6.アエラのたのしい魔法教室 三日目②
「――あ。おいしい……」
「ふふ。でしょう?」
心地の良い香りで目が覚めますと。
アエラさんが作っていたのは、ポトフ。
食欲がなかったのが嘘のように、おかわりまでしてしまい。
本当に、おいしい。
「お野菜は魔力回復に良いんですのよ。いっぱいお食べ下さいませ!」
「ああ、なんか随分と良くなった気がします……」
「とはいえ明日まで無理は禁物! 魔力切れは本当に危ないんですから!」
「はぁ……。お酒でも飲んでゆっくりしてますね……」
「お酒は駄目ッ! ……いいですかモジャさん、ちゃんとご飯はお食べなさいな! あなたにはもっと栄養が必要ですわ!」
「うえぇ……。……そ、それにしてもアエラさん、お料理上手なんですねぇ……その、意外といいますかぁ……」
「あら、そうですか?」
「家柄よさそうですしい……。自分で料理するんだなあって……」
「あぁ、まぁ……。一応冒険者ですからね、一通りのことはできませんと……」
「へえぇ……やっぱり私とは大違いですねぇ……。ずっと一人ですけど、料理できませんしぃ……」
「……。モジャさんはどういう子供時代を過ごしてらっしゃいましたの? ご飯とか……」
「ご飯? まぁ、そうですねぇ……。好みの飲食店とか見つけて、そこで……」
「あら。昔から外食でして? 意外というか……」
「いやあ、生ゴミを漁りましてえ」
「え」
「あ。生ゴミっていっても、捨てられたばっかりの……。結構美味しいんですよ、たまに高級なのも食べられましたし……ふへへ」
「…………」
「ちょっと稼げた時は芋やら黒パンやら、今とあんまり変わらないですかねえ……。ゴミ漁りはやめましたけどぉ……」
「……はぁ。モジャさん、体力にしろ魔力にしろ、栄養が第一ですわよ? そんなんじゃ冒険者としてやっていけるかどうか……」
「そこはお酒で補いまして……」
「ドアホっ! これからは食事のマネージメントも必要みたいですわね……!」
「うえッ!!? い、いいですいいです遠慮します……!」
「まずは習慣を見直しませんと! この芋と酒しかない環境は要改善ですわ!」
「うええ、めんどくさ……いいじゃないですかお芋……安いし美味しいし……」
「……。モジャさんはじゃがいも、お好き?」
「え? まあそれなりに……」
「わたくしは芋の類、大っ嫌いでして」
「は、はあ。そうですか……」
「ポトフ、よく作るんですけども。

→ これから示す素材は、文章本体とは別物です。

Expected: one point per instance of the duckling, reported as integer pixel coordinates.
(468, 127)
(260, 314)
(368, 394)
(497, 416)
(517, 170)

普段じゃがいもは入れませんのよ」
「はあ……」
「そればっかり、食べてましたもの」
「……ん?」
「本当に、嫌になるぐらい。来る日も来る日も」
「え……」
「ま、どうでもいいことですけども」
「…………」
「…………」
「………………」
「………………」
「……バターのせるのとか……。憧れませんでした……?」
「……。結構お高いですものねぇ……。お塩ばかりで……」
「ふへへ……。私はそのまま……」
「わたくしより酷いじゃないですの。ふふふ……」
「――あ、あの。今日は、ありがとうございました……」
「あら、お見送りだなんていいですのに。とにかく今日は寝ていてくださいまし」
「まあ、これぐらいは……大分良くなりましたし……」
外は既に夕暮れ。
大分寝ていたようです。
その間もアエラさん、ずっとそばにいてくれたようで。
「ふふ。ちょっとは仲良くなれましたかしら?」
「……。ま、まあ。ちょっとだけ」
ちょっとだけ、アエラさんと仲良くなれた気がします。
ちょっとだけですけども。ちょっとだけ。
「わたくしには十分すぎる『ちょっと』ですわね! ……ではまた明日来ますわ! ごきげんよ……あら?」
「あっ! にゃんこちゃん……! そうだ、ごはんあげなきゃ……!」
私達の足にまとわりつくようにやってきた、4匹のにゃんこちゃんズ。私の大切なお友達。
お腹を空かせたようで、ごはんの催促をしにきたようです。
大変です、すっかり忘れていました。
「あら。モジャさん、猫をお育てに? 随分多いようですが……」
「育ててる訳じゃないですけどもお……毎日ごはんあげてまして、ふへへ……仲良くしてるっていうかあ……ふひ……」
「へええ。猫がお好きですのね! 分かりますわ分かりますわ! わたくしも昔はよく……!」
「も、もしかしてアエラさんもお好きで!? いいですよねえにゃんこちゃん……! ふへへへ……!」
「ええ、ええ!」
「けっこう美味しいですわよね!!」
――そこからの記憶は曖昧ですが。
半狂乱で石を投げ続けたことだけは覚えています。
私は邪悪と知り合ったんだと、そう確信しています――。